Batterie allo stato solido: le ultime innovazioni per la resistenza
A tal proposito, alla Stanford University, un gruppo di ricercatori ha deciso di cambiare approccio. Piuttosto che inseguire l’idea di un materiale privo di difetti hanno scelto una strada più pragmatica. Ovvero proteggere l’elettrolita per quello che è. La soluzione propone di applicare, sulla superficie dell’elettrolita, uno strato di argento spesso appena tre nanometri. Quest’ultimo seguito da un trattamento termico a circa 300 gradi Celsius. Durante il riscaldamento, una parte degli atomi di argento penetra nella struttura del materiale ceramico. Andando così a sostituire alcuni atomi di litio. Il risultato è una sorta di armatura microscopica che rende la superficie più resistente. E quindi meno predisposta alla formazione e alla propagazione delle crepe.
Nei test di laboratorio, tale modifica ha portato a un aumento della resistenza alle fratture di circa cinque volte rispetto ai campioni non trattati.
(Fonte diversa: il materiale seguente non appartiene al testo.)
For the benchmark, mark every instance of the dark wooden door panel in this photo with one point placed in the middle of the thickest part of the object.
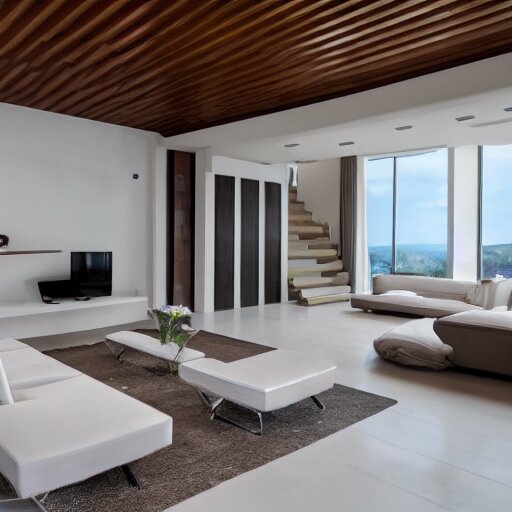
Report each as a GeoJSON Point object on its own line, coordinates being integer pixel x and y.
{"type": "Point", "coordinates": [224, 242]}
{"type": "Point", "coordinates": [249, 250]}
{"type": "Point", "coordinates": [180, 227]}
{"type": "Point", "coordinates": [272, 243]}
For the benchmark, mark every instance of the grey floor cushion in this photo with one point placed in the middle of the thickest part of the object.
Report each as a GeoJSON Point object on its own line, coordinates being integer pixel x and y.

Xin Xu, che ha guidato lo studio, spiega che tale intervento cambia il modo in cui le fratture nascono e si sviluppano, rendendo molto più difficile per il litio infiltrarsi nei punti critici. È un cambio di prospettiva interessante, perché suggerisce che la chiave non sia eliminare ogni difetto, ma imparare a conviverci in modo intelligente. Ora l’attenzione si sposta sulla fase più delicata: i test su celle complete e su cicli di carica prolungati, quelli che simulano anni di utilizzo reale. Solo allora si capirà se i risultati promettenti ottenuti in laboratorio potranno tradursi in un vantaggio concreto sulle strade.